Luis-de-Figueiredo-_-Jornal-Txopela-300x150 Bebiam “SECAS”  e não morriam, agora bebem “IMPALA” e estão a morrer! Por Luís de FigueiredoO Comando Provincial da Polícia da República de Moçambique na Zambézia está preocupado com o elevado número de casos de óbitos, derivados de intoxicação alcoólica na cidade de Quelimane.

A preocupação foi manifestada recentemente pelo porta-voz daquela corporação na Zambézia Miguel Cândido, numa conferência de imprensa. Miguel Cândido disse que na semana finda mais um corpo sem vida foi encontrado na zona do Torrone Velho, algures na cidade de Quelimane. Aliás, de todas as mortes por intoxicação alcoólica que foram reportadas na cidade de Quelimane, cerca de 90% tiveram lugar no bairro Torrone Velho, ou seja, quase todos os casos de intoxicação alcoólica tiveram lugar naquele bairro.

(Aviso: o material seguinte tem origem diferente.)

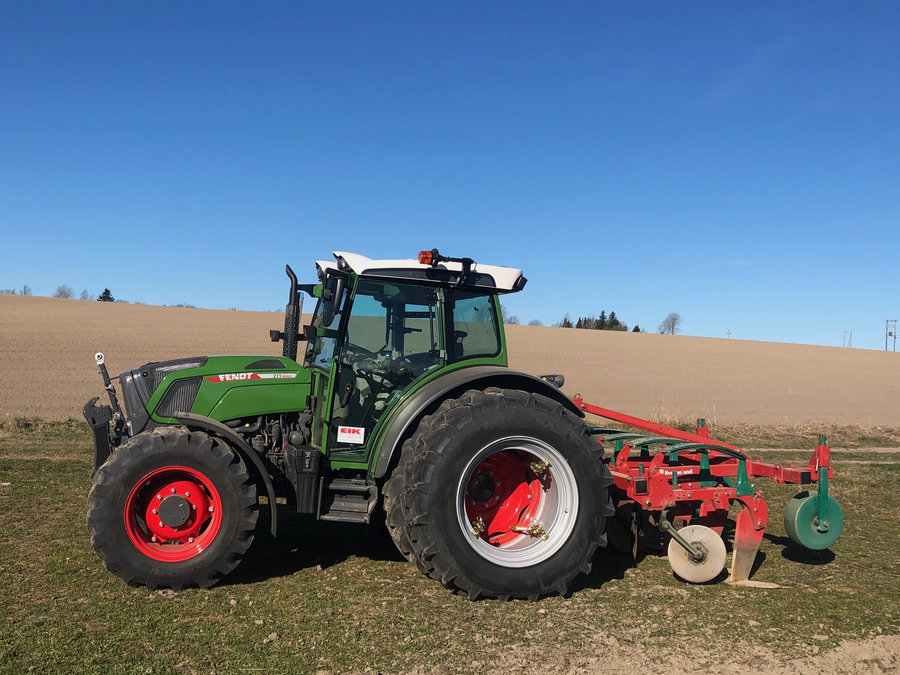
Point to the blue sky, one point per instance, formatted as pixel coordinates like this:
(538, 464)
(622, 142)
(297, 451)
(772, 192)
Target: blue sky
(738, 163)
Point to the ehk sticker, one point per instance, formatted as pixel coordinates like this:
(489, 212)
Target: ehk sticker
(356, 435)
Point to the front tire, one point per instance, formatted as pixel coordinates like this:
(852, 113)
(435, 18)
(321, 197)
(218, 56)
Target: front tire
(502, 494)
(172, 508)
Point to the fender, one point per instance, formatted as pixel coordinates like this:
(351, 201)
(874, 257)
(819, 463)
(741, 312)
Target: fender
(240, 445)
(450, 385)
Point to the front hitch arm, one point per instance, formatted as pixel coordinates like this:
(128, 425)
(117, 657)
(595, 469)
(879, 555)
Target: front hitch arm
(98, 418)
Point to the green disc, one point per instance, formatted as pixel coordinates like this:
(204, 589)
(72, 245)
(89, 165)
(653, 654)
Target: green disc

Para além do consumo abusivo de álcool, o bairro Torrone Velho é conhecido como o bastião do crime e do consumo de estupefacientes, com destaque para o Cannabis Sativa, vulgarmente chamada por Suruma. Nas últimas três semanas cerca de seis casos de corpos sem vida foram reportados à polícia na cidade de Quelimane, todos a partir do bairro Torrone Velho.

Curiosamente estes factos ocorrem com jovens com idade compreendida entre os dezanove e os trinta e cinco anos de idade, caso para dizer que os jovens estão realmente a abusar do álcool na cidade de Quelimane e no bairro Torrone Velho em particular.

Esta é uma verdade que não podemos negar, mas a preocupação que paira cinge-se no facto de actualmente os jovens terem apostado no consumo de cerveja em detrimento das chamadas bebidas secas. É justamente neste período que estão a intensificar se os acontecimentos de jovens que perdem as vidas por consumo de álcool.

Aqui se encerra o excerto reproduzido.